Volunteer or gain work experience
While gap years are sometimes seen as a vacation, that doesn't mean you can't be honing skills necessary for your potential industry or making money to afford your year abroad.
Some travelers teach English, pick up freelance gigs, work at resorts, become camp counselors or even pick fruit to afford a year away from home. Seek out jobs that will be relevant to the career you want when you land back home.
For example, if you plan to be a teacher, find a job as a camp counselor, nanny or tutor. If you want to be a writer, create a blog with articles, videos and pictures.
Learn a new language or skill
Jones recommends taking time to learn a new skill in your time off. You can learn the skill in a classroom or by taking online courses.
"One thing I suggest is to consider the next job you want after the year is up. Look up maybe 25 senior-level positions in that field what are the skills required for the next job up from entry level? Invest time in learning that skill," Jones told Business News Daily. "There are so many online courses you can take advantage of."
If you do decide to travel, you can learn a new language, and then go out into the real world to put your skills to the test. Once you return home, you'll be more qualified for some jobs solely because you can speak another language. Plus, if you speak the local language, you'll be able to make more connections and better friends.
Know how to market your gap year to potential employers
When you return home and start applying to jobs, you'll have to explain the time gap on your resume. But if you took a productive gap year by learning new skills, gaining relevant work experience and making connections, impressing a potential employer shouldn't be hard.

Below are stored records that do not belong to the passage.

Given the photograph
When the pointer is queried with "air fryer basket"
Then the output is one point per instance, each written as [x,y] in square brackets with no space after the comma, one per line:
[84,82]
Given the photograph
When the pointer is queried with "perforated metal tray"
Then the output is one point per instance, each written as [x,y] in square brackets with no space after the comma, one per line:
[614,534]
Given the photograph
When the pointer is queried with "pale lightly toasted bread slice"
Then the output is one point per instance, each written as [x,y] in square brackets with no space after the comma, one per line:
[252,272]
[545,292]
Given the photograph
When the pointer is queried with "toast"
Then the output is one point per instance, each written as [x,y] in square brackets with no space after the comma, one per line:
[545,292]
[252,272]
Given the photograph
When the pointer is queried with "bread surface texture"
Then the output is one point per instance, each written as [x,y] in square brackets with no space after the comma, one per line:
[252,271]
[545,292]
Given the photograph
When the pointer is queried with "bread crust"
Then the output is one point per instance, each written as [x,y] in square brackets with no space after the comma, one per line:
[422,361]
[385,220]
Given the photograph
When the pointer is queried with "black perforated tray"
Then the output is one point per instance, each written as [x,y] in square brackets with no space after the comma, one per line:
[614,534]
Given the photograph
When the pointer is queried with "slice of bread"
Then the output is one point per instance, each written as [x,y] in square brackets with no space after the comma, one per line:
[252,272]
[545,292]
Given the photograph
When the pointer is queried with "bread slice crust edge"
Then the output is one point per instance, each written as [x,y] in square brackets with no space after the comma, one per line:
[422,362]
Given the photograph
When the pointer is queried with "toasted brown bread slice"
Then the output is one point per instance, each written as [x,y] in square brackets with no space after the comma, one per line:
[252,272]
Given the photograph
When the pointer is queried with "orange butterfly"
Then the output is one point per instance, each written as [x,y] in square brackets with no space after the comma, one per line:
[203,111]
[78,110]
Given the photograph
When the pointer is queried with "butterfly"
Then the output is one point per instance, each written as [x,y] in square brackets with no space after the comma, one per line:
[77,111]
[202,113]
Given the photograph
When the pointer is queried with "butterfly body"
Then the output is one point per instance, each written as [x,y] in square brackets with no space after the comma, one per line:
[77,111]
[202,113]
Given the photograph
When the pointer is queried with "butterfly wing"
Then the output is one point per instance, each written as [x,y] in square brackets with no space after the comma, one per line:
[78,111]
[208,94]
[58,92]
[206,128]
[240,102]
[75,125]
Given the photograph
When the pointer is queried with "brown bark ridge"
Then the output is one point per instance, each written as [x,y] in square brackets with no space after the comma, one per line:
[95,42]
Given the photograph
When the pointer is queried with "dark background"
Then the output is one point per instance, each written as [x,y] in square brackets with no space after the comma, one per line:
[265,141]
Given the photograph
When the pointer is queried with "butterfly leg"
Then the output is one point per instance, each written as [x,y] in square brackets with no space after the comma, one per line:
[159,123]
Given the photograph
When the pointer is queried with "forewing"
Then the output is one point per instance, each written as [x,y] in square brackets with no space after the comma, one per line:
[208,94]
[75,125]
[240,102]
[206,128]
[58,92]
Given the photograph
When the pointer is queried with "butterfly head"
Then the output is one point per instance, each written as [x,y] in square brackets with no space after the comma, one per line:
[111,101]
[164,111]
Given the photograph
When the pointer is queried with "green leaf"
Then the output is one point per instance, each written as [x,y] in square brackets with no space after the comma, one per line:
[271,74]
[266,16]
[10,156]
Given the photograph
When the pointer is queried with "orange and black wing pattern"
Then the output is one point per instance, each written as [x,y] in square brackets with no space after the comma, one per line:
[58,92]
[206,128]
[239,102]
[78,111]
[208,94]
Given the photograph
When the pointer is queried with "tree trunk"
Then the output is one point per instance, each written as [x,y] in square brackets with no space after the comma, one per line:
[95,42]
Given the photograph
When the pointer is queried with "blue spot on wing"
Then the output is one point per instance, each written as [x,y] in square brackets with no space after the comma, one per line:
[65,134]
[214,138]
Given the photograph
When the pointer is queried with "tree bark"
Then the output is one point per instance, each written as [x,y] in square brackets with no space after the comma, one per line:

A gap year "actually ends up being a great topic of conversation in interviews," Jones said. "Focus on the parts of your experience that directly relate to you being a great candidate, [such as] dealing with difficult situations, managing through ambiguity [or] creative problem-solving."
If you traveled, Joe Ponte, general manager of Topdeck Travel, suggests focusing on the communication skills you gained while you were abroad.
"Understanding how to communicate successfully with people of another culture is increasingly important in many career paths, and can give someone an advantage over another candidate," Ponte said.
No matter how you choose to spend your time, you'll meet new people at every turn during a gap year. Getting to know these people and making a connection could help you make a friend and possibly a professional connection.
"You never know who you will meet during your gap year who might be able to help you get a job or build a relationship," said Ponte. "Make sure to take the time to really talk to the people you meet."